Opening here this weekend:
The Post--Steven Spielberg's latest is, in a sense, a prequel to All the President's Men. Scripted by Liz Hannah and Josh Singer, it dramatizes the Washington Post's handling of the Pentagon Papers story in 1971, in the face of the threat of legal action by the White House. Not that it's topically relevant or anything.
The revelations in the DOD documents sneaked out by Daniel Ellsberg had already broken in the New York Times but were stopped by a federal injunction after only the first few articles had run there. Ellsberg then gave the documents to the Post, among other media outlets, and editor Ben Bradlee and publisher Katherine Graham were put in the position of deciding whether to defy the injunction.
The result, at least according to this movie, had a lot to do with putting the Post on the map as a national rather than a local paper. In other words, the story did more for the Post than the Post did for the story, and the movie could be criticized for being off-center: A journalist I know said he liked the film but thought it could more justly have been called The Times.
Maybe so, but the specific content of the Pentagon Papers case isn't really the dramatic meat and potatoes here. It's true that, as he did in Lincoln, Spielberg opens The Post with a brief but scary battle scene, to remind us that this isn't a civics class; these decisions have real-world consequences. Still, at some level this could be about any hot-potato exposé. Spielberg and the screenwriters boil the drama down to the choice of whether to run the story, not over doubt in its accuracy but under pressure from government bullying.

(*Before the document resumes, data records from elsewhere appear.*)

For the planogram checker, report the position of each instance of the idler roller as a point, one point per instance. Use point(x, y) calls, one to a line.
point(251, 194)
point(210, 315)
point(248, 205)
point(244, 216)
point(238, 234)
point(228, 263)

This is, admittedly, more superficial than All the President's Men, with its detailed unraveling of the implications of the Watergate case, and of the tiny clues and pitfalls that can make or break an investigative piece. But on its simpler level, The Post is exhilarating journo-porn, shot in newsprint tones by Janusz Kaminski and peopled with a fine pack of veteran character players, from David Cross to Tracy Letts to Carrie Coon to Michael Stuhlbarg to Bradley Whitford to Michael Rhys as the haunted Ellsberg to Bruce Greenwood as the even more haunted Robert McNamara. I think my favorite of the supporting ensemble, however, was Bob Odenkirk as a perpetually downcast Ben Bagdikian.
As Bradlee, Tom Hanks is unlikely to displace the classic turn by Jason Robards in ATPM, but he's steady and amusing as ever. All are overshadowed, however, by the star turn of Meryl Streep as Katherine Graham. Her attempt to rise to the ethical dilemma and potential legal jeopardy in which she has improbably found herself is touching, and its resolution is thrilling.